Immunization program suitability. Many characteristics that address program suitability overlap with other product requirements. For example, accurate dose preparation and measurement, as well as simple, controlled vaccine administration are desirable not only for ease of use but for program suitability in low-resource settings where health care workers may have minimal training. Use of a polymer squeeze tube as the primary container and delivery device increases safety, addresses ease of use, and reduces packaging volume—all of which contribute to program suitability. In some instances, however, contradictory needs are at play. Single-dose presentations offer advantages in ease of use, as they do not require measurement of doses; however, they can increase manufacturing costs and cold chain storage volumes. Multi-dose presentations reduce space needed in the cold chain, but they increase vaccine wastage, particularly if the vaccine is at risk of contamination or is not stable for more than one immunization session after opening.13 Tradeoffs such as these must be assessed in determining the optimal primary container for a new vaccine. Vaccine manufacturers as well as developers of packaging and administration components can get feedback on the suitability of proposed presentations of vaccines in development from the Immunization Practices Advisory Committee's Delivery Technologies Working Group and from the WHO prequalification group.14,15

Cost containment. Immunization program managers should ideally assess the overall program cost to deliver a vaccine in different presentations, in addition to vaccine price itself. Some technologies may increase safety or ease of use, but likely will increase vaccine purchase costs and the burden on the cold chain, so these attributes must be balanced in selection of a vaccine presentation.16,17 Developers will want to design primary containers and delivery devices with the needs of manufacturers and immunization programs in mind, in order to maximize suitability while minimizing costs. For example, for polymer tubes, a multi-mono-dose configuration—in which multiple, conjoined, single-dose containers share a single label and VVM—can reduce manufacturing costs and demands on storage space.7 However, this approach requires a design that prevents users from removing a single container without the label information.

Summary

In summary, oral vaccines against bacterial pathogens such as ETEC and Shigella that cause diarrhea in millions of children in low-resource countries could save lives and reduce the burden of serious illnesses.

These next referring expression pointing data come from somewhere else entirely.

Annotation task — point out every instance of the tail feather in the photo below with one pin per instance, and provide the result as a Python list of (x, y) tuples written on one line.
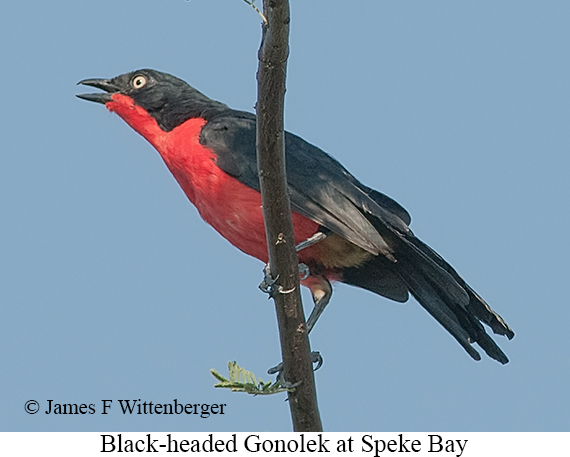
[(477, 305), (444, 294)]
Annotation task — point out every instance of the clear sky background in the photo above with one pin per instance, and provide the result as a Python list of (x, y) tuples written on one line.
[(112, 287)]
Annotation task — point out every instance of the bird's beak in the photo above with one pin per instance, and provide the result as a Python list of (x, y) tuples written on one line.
[(104, 84)]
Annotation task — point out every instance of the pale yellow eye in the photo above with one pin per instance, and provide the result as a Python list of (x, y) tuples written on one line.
[(138, 82)]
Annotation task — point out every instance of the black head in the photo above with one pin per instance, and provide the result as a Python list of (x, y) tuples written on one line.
[(168, 99)]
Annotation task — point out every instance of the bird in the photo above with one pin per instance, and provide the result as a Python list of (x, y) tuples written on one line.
[(345, 231)]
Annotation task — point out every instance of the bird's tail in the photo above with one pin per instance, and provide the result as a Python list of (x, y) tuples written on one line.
[(448, 298)]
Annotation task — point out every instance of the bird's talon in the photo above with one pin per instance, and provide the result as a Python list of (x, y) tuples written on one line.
[(304, 271)]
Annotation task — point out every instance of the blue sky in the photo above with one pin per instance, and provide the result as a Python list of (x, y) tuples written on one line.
[(112, 287)]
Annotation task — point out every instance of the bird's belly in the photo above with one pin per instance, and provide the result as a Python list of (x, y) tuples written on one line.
[(235, 211)]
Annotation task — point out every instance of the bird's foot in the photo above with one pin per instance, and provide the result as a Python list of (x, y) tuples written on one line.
[(316, 358), (269, 284)]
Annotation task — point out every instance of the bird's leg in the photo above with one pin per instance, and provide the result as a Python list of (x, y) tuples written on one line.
[(268, 284), (321, 291)]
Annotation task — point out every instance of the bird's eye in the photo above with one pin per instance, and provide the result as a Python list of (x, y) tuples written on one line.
[(138, 82)]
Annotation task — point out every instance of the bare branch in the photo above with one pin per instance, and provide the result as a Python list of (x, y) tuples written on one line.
[(283, 261)]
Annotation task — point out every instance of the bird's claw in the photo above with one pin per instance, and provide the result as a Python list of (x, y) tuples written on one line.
[(269, 284), (316, 358)]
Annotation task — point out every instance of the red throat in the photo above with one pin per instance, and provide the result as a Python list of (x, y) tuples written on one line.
[(229, 206)]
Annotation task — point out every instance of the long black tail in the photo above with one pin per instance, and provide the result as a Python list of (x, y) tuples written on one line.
[(437, 287)]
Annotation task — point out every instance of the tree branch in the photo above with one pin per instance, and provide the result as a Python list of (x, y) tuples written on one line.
[(283, 260)]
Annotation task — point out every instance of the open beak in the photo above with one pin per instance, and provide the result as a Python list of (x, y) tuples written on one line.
[(104, 84)]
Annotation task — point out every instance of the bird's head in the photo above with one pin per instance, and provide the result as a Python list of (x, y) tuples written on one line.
[(167, 99)]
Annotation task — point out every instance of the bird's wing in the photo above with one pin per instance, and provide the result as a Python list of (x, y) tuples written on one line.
[(320, 187)]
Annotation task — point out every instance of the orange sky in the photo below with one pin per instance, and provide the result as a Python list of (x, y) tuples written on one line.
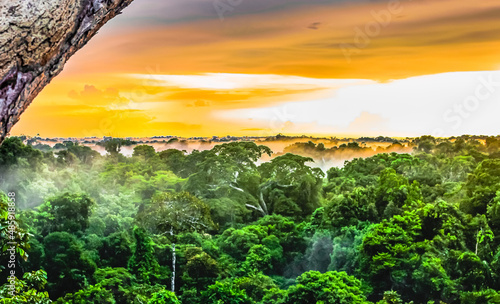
[(115, 85)]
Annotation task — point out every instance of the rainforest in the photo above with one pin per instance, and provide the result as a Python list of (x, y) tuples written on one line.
[(237, 223)]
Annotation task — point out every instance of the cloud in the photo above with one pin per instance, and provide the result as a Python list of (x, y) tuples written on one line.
[(368, 122), (199, 103), (314, 26)]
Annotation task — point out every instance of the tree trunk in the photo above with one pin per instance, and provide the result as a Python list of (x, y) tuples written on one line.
[(36, 40)]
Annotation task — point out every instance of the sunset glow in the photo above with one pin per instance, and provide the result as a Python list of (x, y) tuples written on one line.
[(301, 67)]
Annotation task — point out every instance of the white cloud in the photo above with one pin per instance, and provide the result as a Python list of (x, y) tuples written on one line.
[(225, 81), (441, 104)]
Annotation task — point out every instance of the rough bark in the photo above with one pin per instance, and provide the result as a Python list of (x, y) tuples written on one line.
[(36, 40)]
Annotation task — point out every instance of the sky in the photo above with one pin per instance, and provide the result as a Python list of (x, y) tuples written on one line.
[(261, 67)]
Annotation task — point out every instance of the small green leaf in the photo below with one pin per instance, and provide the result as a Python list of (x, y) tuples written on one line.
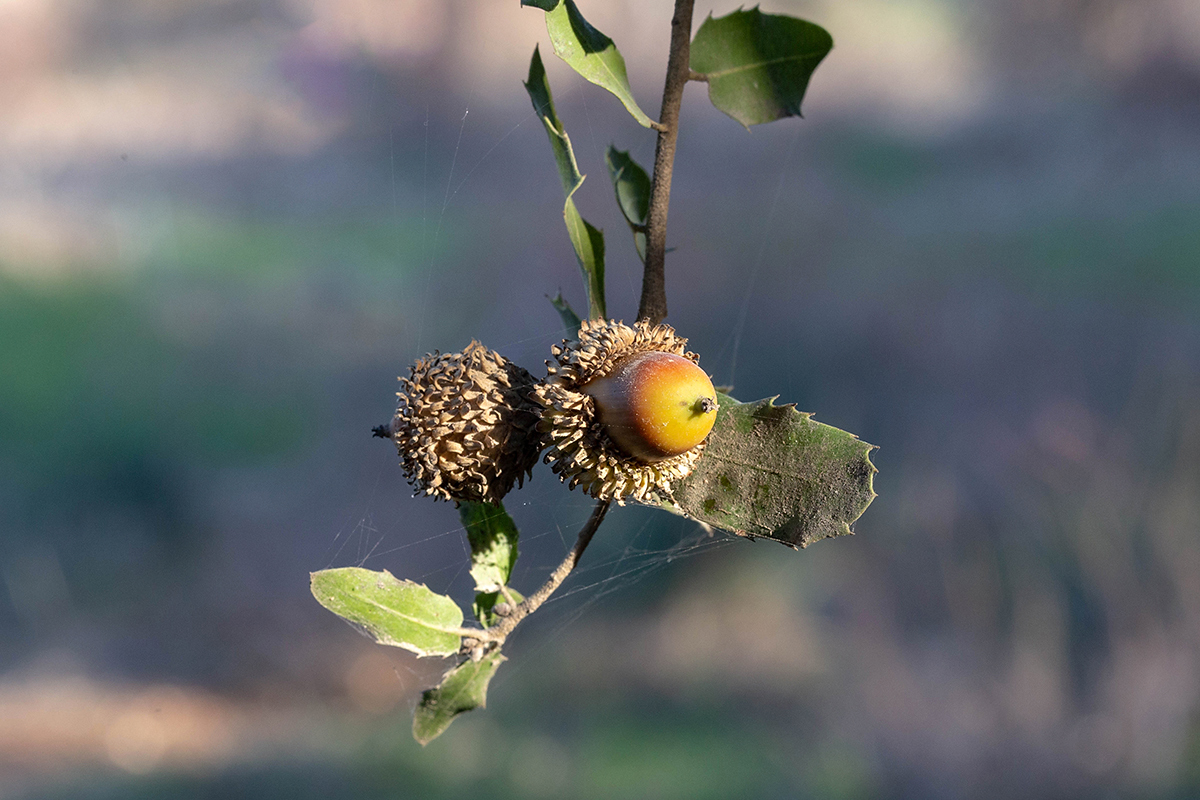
[(757, 65), (493, 543), (588, 244), (588, 52), (462, 689), (570, 319), (633, 187), (400, 613), (769, 470), (587, 240), (485, 602)]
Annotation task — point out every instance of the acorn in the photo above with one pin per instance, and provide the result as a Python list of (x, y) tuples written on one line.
[(655, 404), (466, 425), (625, 410)]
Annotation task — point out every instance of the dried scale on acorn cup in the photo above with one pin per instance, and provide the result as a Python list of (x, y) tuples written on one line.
[(625, 410), (466, 425)]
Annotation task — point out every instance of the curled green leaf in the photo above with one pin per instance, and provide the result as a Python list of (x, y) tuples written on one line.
[(633, 187), (588, 52), (462, 689), (586, 239), (399, 613), (757, 66), (493, 543)]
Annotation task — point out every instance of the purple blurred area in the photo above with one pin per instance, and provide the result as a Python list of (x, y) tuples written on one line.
[(226, 227)]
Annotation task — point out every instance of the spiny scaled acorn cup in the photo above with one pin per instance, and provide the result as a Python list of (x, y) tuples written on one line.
[(466, 425), (625, 410)]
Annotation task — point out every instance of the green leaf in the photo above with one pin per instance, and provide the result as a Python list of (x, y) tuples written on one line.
[(400, 613), (633, 187), (769, 470), (588, 244), (570, 319), (587, 240), (485, 602), (759, 65), (462, 689), (493, 543), (588, 52)]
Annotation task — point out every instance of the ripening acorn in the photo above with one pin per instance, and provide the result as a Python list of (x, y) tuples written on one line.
[(625, 410), (655, 404)]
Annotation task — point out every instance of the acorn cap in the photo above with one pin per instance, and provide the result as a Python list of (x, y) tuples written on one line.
[(580, 450), (466, 425)]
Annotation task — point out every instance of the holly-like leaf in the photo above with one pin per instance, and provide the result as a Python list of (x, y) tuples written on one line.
[(400, 613), (570, 319), (757, 66), (586, 239), (485, 603), (493, 543), (462, 689), (769, 470), (588, 52), (633, 187)]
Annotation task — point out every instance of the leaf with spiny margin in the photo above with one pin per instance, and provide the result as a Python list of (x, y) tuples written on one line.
[(400, 613), (570, 319), (757, 66), (769, 470), (485, 602), (588, 52), (493, 543), (587, 240), (633, 187), (462, 689)]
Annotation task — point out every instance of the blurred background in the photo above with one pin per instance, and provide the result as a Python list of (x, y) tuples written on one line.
[(226, 227)]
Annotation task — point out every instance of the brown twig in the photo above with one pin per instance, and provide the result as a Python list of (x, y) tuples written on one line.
[(653, 306)]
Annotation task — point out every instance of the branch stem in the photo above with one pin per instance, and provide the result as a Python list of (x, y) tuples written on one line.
[(653, 306)]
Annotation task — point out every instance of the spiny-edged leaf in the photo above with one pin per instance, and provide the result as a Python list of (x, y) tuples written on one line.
[(485, 602), (633, 187), (462, 689), (493, 543), (570, 319), (759, 65), (400, 613), (586, 240), (769, 470), (588, 52)]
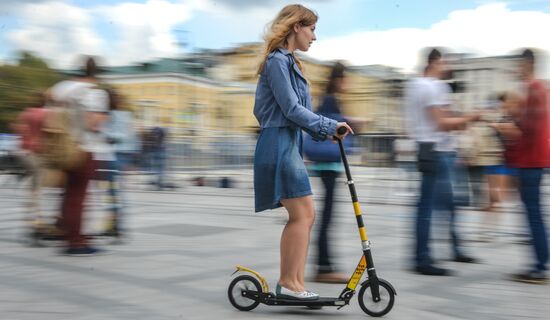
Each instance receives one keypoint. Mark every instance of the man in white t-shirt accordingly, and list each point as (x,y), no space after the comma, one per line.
(427,101)
(89,107)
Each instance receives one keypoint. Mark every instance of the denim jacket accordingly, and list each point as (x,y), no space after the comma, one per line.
(283,99)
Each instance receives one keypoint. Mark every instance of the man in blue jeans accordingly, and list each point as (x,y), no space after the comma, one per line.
(427,100)
(530,153)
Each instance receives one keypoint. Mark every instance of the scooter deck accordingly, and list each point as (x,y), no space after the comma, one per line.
(321,302)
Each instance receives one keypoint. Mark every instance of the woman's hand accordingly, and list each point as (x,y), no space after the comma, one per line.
(342,125)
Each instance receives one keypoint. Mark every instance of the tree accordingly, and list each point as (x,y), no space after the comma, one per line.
(21,85)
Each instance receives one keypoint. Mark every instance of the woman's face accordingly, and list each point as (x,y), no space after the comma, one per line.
(305,35)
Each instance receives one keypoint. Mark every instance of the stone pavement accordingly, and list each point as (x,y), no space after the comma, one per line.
(183,246)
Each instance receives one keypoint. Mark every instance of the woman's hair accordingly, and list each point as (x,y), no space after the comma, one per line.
(336,73)
(281,27)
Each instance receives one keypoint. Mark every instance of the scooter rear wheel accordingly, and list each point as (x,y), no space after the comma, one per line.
(235,292)
(380,308)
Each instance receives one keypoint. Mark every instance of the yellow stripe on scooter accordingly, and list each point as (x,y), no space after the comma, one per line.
(363,234)
(357,208)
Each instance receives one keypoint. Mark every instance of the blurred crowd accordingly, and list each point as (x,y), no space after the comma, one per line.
(80,130)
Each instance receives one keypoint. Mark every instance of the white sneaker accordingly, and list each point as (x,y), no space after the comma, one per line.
(285,293)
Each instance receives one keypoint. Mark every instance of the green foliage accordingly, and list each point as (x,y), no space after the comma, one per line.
(21,85)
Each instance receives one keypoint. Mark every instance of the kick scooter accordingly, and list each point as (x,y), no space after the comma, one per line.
(376,295)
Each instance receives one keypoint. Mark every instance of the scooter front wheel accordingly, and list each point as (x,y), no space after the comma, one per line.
(379,308)
(239,285)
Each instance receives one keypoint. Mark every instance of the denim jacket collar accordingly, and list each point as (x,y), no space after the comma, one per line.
(293,62)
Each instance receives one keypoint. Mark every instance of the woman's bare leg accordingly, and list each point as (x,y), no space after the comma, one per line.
(295,241)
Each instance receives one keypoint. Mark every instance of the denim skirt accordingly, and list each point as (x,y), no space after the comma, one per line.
(279,170)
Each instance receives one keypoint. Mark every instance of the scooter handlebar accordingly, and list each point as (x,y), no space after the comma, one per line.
(342,130)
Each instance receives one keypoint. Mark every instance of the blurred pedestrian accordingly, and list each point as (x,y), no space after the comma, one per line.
(487,151)
(119,133)
(426,102)
(88,106)
(530,153)
(327,165)
(29,127)
(283,108)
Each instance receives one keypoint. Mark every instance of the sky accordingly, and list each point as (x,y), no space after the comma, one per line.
(361,32)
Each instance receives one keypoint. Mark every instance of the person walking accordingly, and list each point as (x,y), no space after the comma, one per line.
(530,154)
(88,106)
(429,123)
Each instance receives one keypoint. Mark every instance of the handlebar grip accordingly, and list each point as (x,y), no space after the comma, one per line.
(342,130)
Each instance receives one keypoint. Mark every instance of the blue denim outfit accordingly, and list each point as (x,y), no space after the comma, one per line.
(283,109)
(436,192)
(529,189)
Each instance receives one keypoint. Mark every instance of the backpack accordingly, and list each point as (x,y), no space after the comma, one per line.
(60,148)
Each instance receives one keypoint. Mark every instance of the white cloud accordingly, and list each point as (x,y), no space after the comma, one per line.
(140,31)
(490,29)
(145,30)
(56,30)
(60,31)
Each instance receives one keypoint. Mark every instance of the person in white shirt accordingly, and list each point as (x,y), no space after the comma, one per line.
(428,122)
(89,107)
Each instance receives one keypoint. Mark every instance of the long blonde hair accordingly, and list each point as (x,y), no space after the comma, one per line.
(281,28)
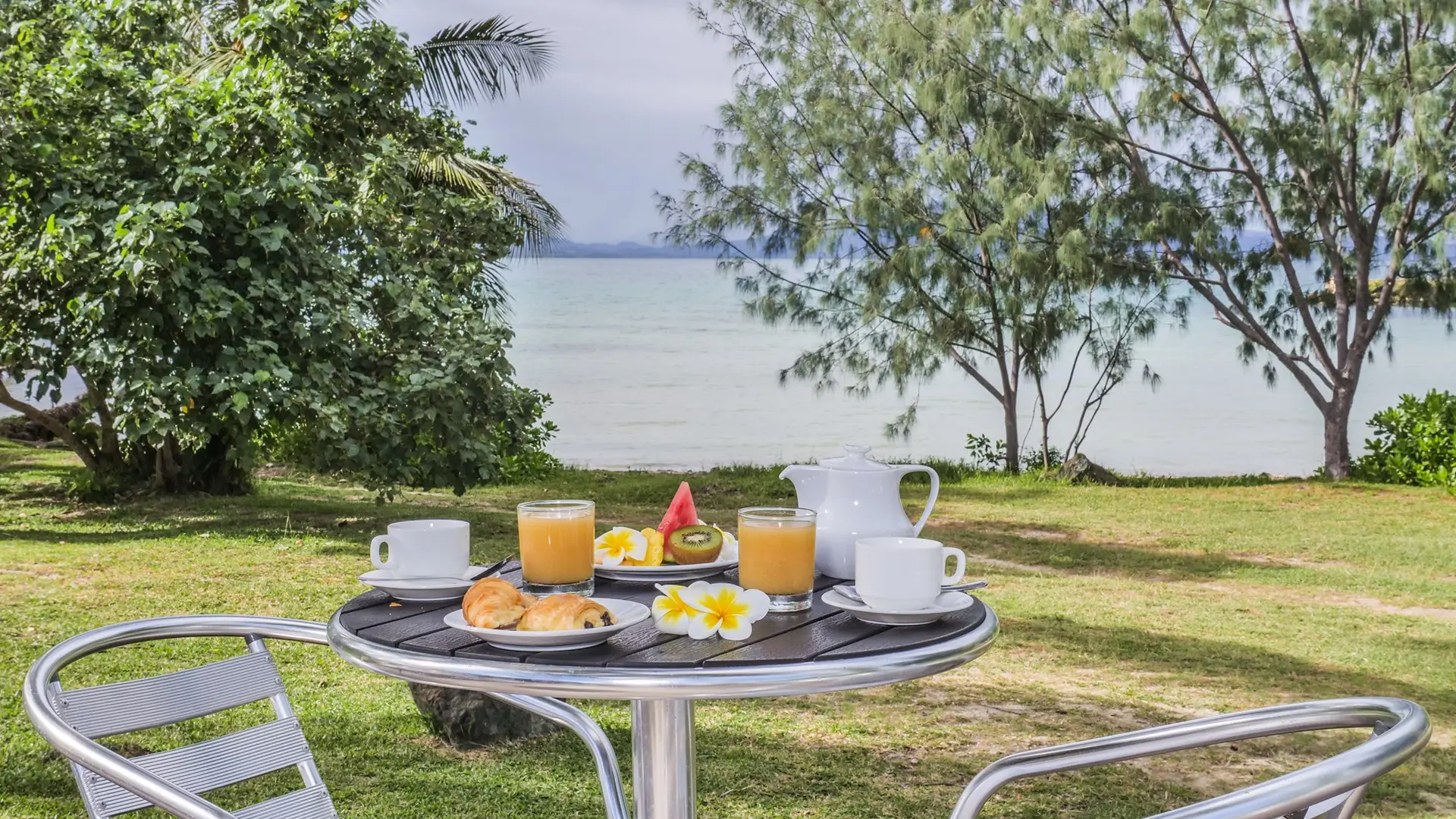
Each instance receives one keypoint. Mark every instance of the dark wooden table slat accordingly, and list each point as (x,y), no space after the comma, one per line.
(686,653)
(444,642)
(629,642)
(397,632)
(821,632)
(902,637)
(801,643)
(378,614)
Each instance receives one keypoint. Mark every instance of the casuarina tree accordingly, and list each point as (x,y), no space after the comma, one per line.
(1291,162)
(929,219)
(248,251)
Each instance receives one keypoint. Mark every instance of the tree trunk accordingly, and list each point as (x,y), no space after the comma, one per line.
(1012,438)
(1337,433)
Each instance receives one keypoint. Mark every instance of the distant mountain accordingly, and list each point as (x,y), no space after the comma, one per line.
(626,251)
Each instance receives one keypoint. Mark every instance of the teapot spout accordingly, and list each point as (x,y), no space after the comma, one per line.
(808,484)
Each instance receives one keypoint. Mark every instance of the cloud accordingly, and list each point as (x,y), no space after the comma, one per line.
(635,83)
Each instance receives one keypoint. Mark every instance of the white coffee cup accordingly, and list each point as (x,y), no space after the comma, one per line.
(424,548)
(903,575)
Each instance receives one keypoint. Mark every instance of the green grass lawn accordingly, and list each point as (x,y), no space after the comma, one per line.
(1120,608)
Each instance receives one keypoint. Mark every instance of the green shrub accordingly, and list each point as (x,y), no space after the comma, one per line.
(1414,444)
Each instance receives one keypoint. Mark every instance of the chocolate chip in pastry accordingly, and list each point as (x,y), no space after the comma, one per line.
(565,613)
(494,604)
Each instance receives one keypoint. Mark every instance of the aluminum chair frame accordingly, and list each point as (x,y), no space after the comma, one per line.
(42,697)
(1329,789)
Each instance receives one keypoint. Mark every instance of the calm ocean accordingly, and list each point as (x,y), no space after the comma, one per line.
(651,363)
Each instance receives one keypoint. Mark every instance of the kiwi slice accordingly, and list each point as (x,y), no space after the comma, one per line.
(695,544)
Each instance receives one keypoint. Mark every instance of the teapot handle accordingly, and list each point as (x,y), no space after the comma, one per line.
(935,493)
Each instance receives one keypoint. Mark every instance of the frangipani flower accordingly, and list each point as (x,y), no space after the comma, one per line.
(727,610)
(670,613)
(618,545)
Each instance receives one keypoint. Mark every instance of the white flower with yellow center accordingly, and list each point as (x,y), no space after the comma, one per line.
(619,544)
(670,613)
(728,611)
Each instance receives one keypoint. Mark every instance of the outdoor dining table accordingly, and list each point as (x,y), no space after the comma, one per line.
(811,651)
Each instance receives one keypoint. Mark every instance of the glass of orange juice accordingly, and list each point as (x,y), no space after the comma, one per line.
(557,545)
(777,554)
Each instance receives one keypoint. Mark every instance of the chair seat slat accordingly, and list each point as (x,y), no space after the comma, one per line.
(164,700)
(305,803)
(207,765)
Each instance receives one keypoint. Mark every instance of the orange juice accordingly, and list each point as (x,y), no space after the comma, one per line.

But creating efficacious vaccines is just the first step toward this goal. New oral enteric vaccine candidates must be buffered against stomach acid, formulated in minimal dose volumes, filled into containers that protect antigens and adjuvants but minimize the load on the cold chain, and can be safely administered in the correct dose by minimally trained vaccinators working in challenging environments—all within the constraints of manufacturability and attention to cost. Product designers who take these features into account in their development processes will be able to position new oral vaccines for implementation in routine immunization programs, and these programs in turn will achieve optimal vaccine impact.

Disclosure of potential conflicts of interest

No potential conflicts of interest were disclosed.

Funding

This work was funded in whole by a grant from the Bill & Melinda Gates Foundation. The views expressed herein are solely those of the authors and do not necessarily reflect the views of the Foundation.